The company closed the plant in 2010 after recalling tens of millions of consumer products, including its popular Tylenol and Motrin products. J&J's McNeil Consumer Healthcare signed a consent decree a year later, and the company has gutted the plant and spent more than $100 million to retool it. Shareholders blamed J&J managers for letting problems reach that level and filed lawsuits.  

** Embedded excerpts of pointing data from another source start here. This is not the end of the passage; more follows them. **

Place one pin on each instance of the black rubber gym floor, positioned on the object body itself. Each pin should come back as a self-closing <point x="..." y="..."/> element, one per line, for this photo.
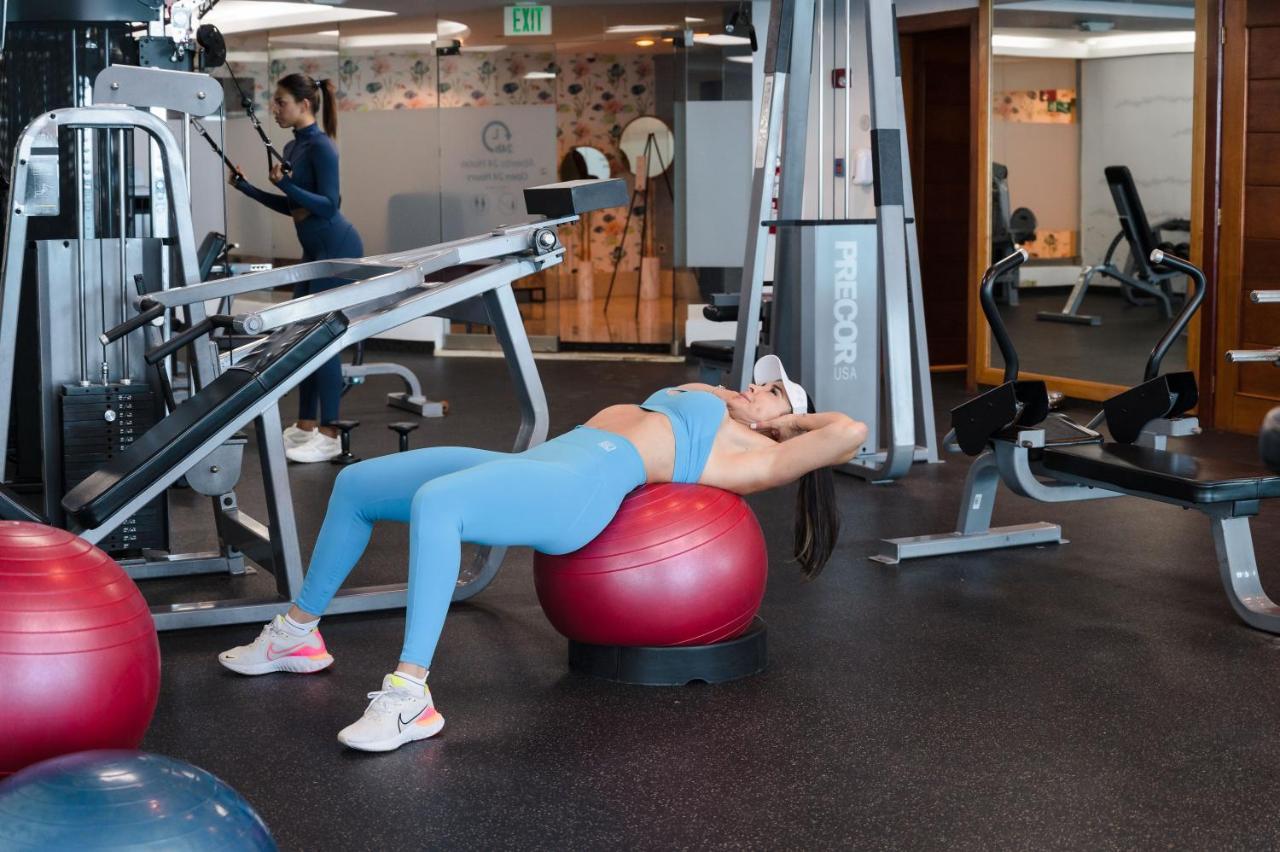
<point x="1114" y="351"/>
<point x="1095" y="695"/>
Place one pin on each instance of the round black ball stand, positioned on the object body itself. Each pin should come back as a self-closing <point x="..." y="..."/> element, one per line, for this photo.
<point x="673" y="665"/>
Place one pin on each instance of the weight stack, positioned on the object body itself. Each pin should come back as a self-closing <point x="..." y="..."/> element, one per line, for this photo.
<point x="99" y="421"/>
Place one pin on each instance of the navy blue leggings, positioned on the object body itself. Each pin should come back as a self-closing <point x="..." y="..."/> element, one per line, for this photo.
<point x="554" y="498"/>
<point x="323" y="239"/>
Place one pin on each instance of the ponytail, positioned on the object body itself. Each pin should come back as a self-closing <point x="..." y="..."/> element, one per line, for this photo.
<point x="817" y="521"/>
<point x="323" y="96"/>
<point x="329" y="113"/>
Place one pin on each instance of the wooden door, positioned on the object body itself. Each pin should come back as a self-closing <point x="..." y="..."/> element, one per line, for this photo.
<point x="937" y="67"/>
<point x="1249" y="256"/>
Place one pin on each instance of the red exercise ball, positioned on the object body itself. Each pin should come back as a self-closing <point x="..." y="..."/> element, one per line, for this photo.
<point x="80" y="662"/>
<point x="679" y="564"/>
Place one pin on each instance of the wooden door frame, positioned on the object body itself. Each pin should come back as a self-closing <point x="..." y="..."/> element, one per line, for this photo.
<point x="1234" y="412"/>
<point x="970" y="19"/>
<point x="1203" y="210"/>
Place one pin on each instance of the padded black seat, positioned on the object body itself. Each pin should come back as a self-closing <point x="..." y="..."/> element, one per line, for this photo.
<point x="1174" y="476"/>
<point x="712" y="349"/>
<point x="199" y="418"/>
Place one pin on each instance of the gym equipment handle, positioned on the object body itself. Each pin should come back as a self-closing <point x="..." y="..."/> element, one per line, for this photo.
<point x="987" y="294"/>
<point x="151" y="311"/>
<point x="1184" y="316"/>
<point x="177" y="342"/>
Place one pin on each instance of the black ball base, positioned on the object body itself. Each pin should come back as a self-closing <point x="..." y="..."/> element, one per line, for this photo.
<point x="728" y="660"/>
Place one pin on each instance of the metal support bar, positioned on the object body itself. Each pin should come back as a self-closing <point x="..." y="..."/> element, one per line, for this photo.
<point x="1239" y="569"/>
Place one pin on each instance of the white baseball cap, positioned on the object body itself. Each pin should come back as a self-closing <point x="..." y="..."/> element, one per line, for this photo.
<point x="768" y="370"/>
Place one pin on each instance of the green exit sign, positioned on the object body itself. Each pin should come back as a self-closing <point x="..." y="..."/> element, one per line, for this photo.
<point x="528" y="21"/>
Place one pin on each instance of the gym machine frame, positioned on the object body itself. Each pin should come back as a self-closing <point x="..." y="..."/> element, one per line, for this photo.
<point x="200" y="95"/>
<point x="1040" y="458"/>
<point x="904" y="362"/>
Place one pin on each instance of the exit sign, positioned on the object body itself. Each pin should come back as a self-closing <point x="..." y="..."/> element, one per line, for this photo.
<point x="528" y="21"/>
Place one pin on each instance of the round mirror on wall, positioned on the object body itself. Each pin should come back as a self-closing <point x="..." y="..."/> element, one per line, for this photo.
<point x="584" y="163"/>
<point x="650" y="138"/>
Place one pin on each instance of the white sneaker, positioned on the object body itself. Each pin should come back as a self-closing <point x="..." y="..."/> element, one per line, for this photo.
<point x="277" y="649"/>
<point x="295" y="436"/>
<point x="318" y="448"/>
<point x="400" y="713"/>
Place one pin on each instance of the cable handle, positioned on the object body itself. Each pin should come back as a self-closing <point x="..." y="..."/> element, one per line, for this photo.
<point x="151" y="311"/>
<point x="1160" y="257"/>
<point x="987" y="296"/>
<point x="188" y="337"/>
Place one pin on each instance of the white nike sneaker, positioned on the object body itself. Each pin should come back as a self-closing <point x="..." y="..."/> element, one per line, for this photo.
<point x="400" y="713"/>
<point x="295" y="436"/>
<point x="278" y="650"/>
<point x="319" y="448"/>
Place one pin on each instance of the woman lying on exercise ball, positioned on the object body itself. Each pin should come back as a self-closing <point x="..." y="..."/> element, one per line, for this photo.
<point x="556" y="497"/>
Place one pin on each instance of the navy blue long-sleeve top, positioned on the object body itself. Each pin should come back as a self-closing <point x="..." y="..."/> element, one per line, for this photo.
<point x="312" y="183"/>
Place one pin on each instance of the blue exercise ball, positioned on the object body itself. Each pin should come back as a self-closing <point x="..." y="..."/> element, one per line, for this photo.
<point x="124" y="800"/>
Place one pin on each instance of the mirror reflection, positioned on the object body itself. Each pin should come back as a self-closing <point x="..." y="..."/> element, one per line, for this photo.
<point x="1091" y="150"/>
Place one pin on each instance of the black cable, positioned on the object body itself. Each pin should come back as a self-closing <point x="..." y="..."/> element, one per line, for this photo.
<point x="250" y="110"/>
<point x="218" y="149"/>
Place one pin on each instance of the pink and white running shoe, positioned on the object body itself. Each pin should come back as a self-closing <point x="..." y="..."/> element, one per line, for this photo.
<point x="277" y="649"/>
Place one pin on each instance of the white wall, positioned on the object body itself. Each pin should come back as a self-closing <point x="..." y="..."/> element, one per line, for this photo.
<point x="1043" y="159"/>
<point x="714" y="186"/>
<point x="1134" y="111"/>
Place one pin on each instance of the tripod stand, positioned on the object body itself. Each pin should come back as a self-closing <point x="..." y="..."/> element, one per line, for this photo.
<point x="641" y="189"/>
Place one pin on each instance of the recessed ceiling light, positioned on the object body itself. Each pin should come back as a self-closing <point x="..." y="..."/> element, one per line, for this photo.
<point x="621" y="30"/>
<point x="1082" y="45"/>
<point x="248" y="15"/>
<point x="443" y="30"/>
<point x="720" y="40"/>
<point x="391" y="40"/>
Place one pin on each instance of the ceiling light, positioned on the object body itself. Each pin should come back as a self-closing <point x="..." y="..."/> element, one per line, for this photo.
<point x="1083" y="45"/>
<point x="1169" y="39"/>
<point x="621" y="30"/>
<point x="248" y="15"/>
<point x="720" y="40"/>
<point x="391" y="40"/>
<point x="1132" y="9"/>
<point x="1023" y="42"/>
<point x="444" y="30"/>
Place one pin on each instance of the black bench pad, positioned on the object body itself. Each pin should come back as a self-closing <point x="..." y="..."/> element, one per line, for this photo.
<point x="196" y="420"/>
<point x="712" y="349"/>
<point x="1174" y="476"/>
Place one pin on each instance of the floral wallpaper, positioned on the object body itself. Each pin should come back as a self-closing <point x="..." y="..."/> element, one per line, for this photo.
<point x="594" y="96"/>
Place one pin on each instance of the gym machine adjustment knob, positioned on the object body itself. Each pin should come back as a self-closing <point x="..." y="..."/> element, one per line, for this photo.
<point x="344" y="427"/>
<point x="402" y="429"/>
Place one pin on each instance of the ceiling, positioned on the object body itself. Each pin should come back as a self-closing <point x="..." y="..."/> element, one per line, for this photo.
<point x="575" y="23"/>
<point x="1120" y="14"/>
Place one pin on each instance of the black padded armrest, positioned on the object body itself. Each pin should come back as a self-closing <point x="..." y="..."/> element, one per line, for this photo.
<point x="170" y="441"/>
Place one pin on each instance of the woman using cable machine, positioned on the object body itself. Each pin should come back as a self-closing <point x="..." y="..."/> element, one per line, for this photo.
<point x="307" y="175"/>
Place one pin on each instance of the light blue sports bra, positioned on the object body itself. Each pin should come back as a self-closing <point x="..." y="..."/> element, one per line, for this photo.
<point x="695" y="417"/>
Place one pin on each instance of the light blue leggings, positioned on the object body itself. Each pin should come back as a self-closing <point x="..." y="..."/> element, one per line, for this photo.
<point x="554" y="498"/>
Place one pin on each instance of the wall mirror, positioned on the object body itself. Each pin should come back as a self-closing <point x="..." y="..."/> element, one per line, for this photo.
<point x="1092" y="113"/>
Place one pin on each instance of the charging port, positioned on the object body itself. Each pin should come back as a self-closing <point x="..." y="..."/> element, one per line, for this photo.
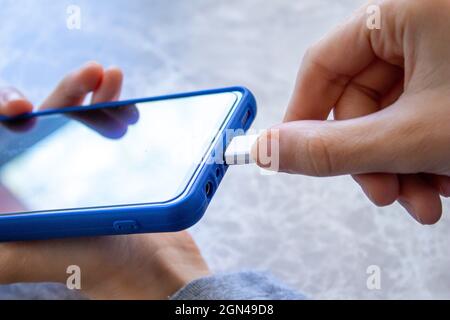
<point x="246" y="117"/>
<point x="209" y="189"/>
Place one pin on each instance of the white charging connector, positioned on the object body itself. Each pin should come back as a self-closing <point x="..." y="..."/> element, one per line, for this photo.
<point x="239" y="150"/>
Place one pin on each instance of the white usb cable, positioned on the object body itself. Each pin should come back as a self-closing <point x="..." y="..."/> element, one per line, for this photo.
<point x="239" y="150"/>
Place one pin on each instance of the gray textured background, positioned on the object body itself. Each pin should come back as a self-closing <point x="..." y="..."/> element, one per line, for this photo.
<point x="319" y="235"/>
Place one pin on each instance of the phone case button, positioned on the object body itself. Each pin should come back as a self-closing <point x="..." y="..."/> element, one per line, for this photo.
<point x="126" y="226"/>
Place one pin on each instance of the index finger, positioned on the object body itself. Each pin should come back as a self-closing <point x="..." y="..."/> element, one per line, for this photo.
<point x="329" y="65"/>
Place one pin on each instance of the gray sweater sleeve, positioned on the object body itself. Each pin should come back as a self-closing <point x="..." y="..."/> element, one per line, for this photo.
<point x="237" y="286"/>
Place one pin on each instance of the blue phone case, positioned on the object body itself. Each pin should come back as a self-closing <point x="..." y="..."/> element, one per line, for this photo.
<point x="175" y="215"/>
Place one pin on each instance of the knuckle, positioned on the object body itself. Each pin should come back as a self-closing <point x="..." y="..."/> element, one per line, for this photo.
<point x="319" y="161"/>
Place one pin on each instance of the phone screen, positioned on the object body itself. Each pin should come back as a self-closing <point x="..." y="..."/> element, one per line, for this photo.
<point x="142" y="153"/>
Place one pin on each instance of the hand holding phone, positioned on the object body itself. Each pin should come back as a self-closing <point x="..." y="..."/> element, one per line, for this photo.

The lawsuit claimed J&J bungled the handling of recalls so badly that Congress was prompted to investigate, consumers fled its brands and the value of shares fell. The company successfully defended against an earlier derivative shareholder lawsuit that had made similar allegations but decided to settle this one to get the episode behind it. J&J did not admit any wrongdoing but agreed to pay $22.9 million. The company also told analysts this week it has spent the last three years making sure all of the 120 plants in its network meet its stringent quality standards.